MySQL 8.0 Reference Manual Including MySQL NDB Cluster 8.0

12.3.2 Comparison Functions and Operators

Table 12.3 Comparison Operators

Name Description
BETWEEN ... AND ... Check whether a value is within a range of values
COALESCE() Return the first non-NULL argument
= Equal operator
<=> NULL-safe equal to operator
> Greater than operator
>= Greater than or equal operator
GREATEST() Return the largest argument
IN() Check whether a value is within a set of values
INTERVAL() Return the index of the argument that is less than the first argument
IS Test a value against a boolean
IS NOT Test a value against a boolean
IS NULL NULL value test
ISNULL() Test whether the argument is NULL
LEAST() Return the smallest argument
< Less than operator
<= Less than or equal operator
LIKE Simple pattern matching
NOT BETWEEN ... AND ... Check whether a value is not within a range of values
!=, <> Not equal operator
NOT IN() Check whether a value is not within a set of values
NOT LIKE Negation of simple pattern matching
STRCMP() Compare two strings

Comparison operations result in a value of 1 (TRUE), 0 (FALSE), or NULL. These operations work for both numbers and strings. Strings are automatically converted to numbers and numbers to strings as necessary.
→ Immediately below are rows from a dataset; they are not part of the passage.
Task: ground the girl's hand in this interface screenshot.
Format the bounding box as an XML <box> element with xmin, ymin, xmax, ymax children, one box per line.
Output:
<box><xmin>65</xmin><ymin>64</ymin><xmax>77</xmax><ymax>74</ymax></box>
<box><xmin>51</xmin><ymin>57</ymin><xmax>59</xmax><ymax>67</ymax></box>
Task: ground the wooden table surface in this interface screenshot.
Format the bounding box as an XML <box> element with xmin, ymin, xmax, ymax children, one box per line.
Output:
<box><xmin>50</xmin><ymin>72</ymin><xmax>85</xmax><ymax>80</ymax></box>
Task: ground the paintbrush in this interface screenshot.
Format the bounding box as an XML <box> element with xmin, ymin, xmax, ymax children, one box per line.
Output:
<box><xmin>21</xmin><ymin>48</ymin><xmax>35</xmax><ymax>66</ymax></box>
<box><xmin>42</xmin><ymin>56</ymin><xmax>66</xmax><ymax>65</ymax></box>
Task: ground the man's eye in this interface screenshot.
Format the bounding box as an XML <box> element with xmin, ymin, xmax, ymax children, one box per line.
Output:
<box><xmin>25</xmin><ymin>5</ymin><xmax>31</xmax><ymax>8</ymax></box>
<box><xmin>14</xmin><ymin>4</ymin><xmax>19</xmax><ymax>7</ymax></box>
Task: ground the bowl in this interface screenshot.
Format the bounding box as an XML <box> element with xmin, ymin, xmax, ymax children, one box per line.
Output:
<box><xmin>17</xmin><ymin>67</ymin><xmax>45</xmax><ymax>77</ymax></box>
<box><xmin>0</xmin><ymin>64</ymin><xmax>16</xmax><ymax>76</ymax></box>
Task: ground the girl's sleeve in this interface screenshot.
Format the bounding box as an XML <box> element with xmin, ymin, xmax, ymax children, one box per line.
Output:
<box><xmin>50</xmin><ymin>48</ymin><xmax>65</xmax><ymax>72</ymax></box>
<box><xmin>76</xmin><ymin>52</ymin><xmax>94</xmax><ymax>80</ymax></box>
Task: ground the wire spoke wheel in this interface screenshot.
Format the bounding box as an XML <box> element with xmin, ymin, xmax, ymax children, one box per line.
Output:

The following relational comparison operators can be used to compare not only scalar operands, but row operands:

=  >  <  >=  <=  <>  !=

The descriptions for those operators later in this section detail how they work with row operands. For additional examples of row comparisons in the context of row subqueries, see Section, “Row Subqueries”.

Some of the functions in this section return values other than 1 (TRUE), 0 (FALSE), or NULL. LEAST() and GREATEST() are examples of such functions; Section 12.2, “Type Conversion in Expression Evaluation”, describes the rules for comparison operations performed by these and similar functions for determining their return values.


In previous versions of MySQL, when evaluating an expression containing LEAST() or GREATEST(), the server attempted to guess the context in which the function was used, and to coerce the function's arguments to the data type of the expression as a whole. For example, the arguments to LEAST("11", "45", "2") are evaluated and sorted as strings, so that this expression returns "11". In MySQL 8.0.3 and earlier, when evaluating the expression LEAST("11", "45", "2") + 0, the server converted the arguments to integers (anticipating the addition of integer 0 to the result) before sorting them, thus returning 2.

Beginning with MySQL 8.0.4, the server no longer attempts to infer context in this fashion. Instead, the function is executed using the arguments as provided, performing data type conversions to one or more of the arguments if and only if they are not all of the same type. Any type coercion mandated by an expression that makes use of the return value is now performed following function execution. This means that, in MySQl 8.0.4 and later, LEAST("11", "45", "2") + 0 evaluates to "11" + 0 and thus to integer 11. (Bug #83895, Bug #25123839)

To convert a value to a specific type for comparison purposes, you can use the CAST() function. String values can be converted to a different character set using CONVERT(). See Section 12.10, “Cast Functions and Operators”.

By default, string comparisons are not case-sensitive and use the current character set. The default is utf8mb4.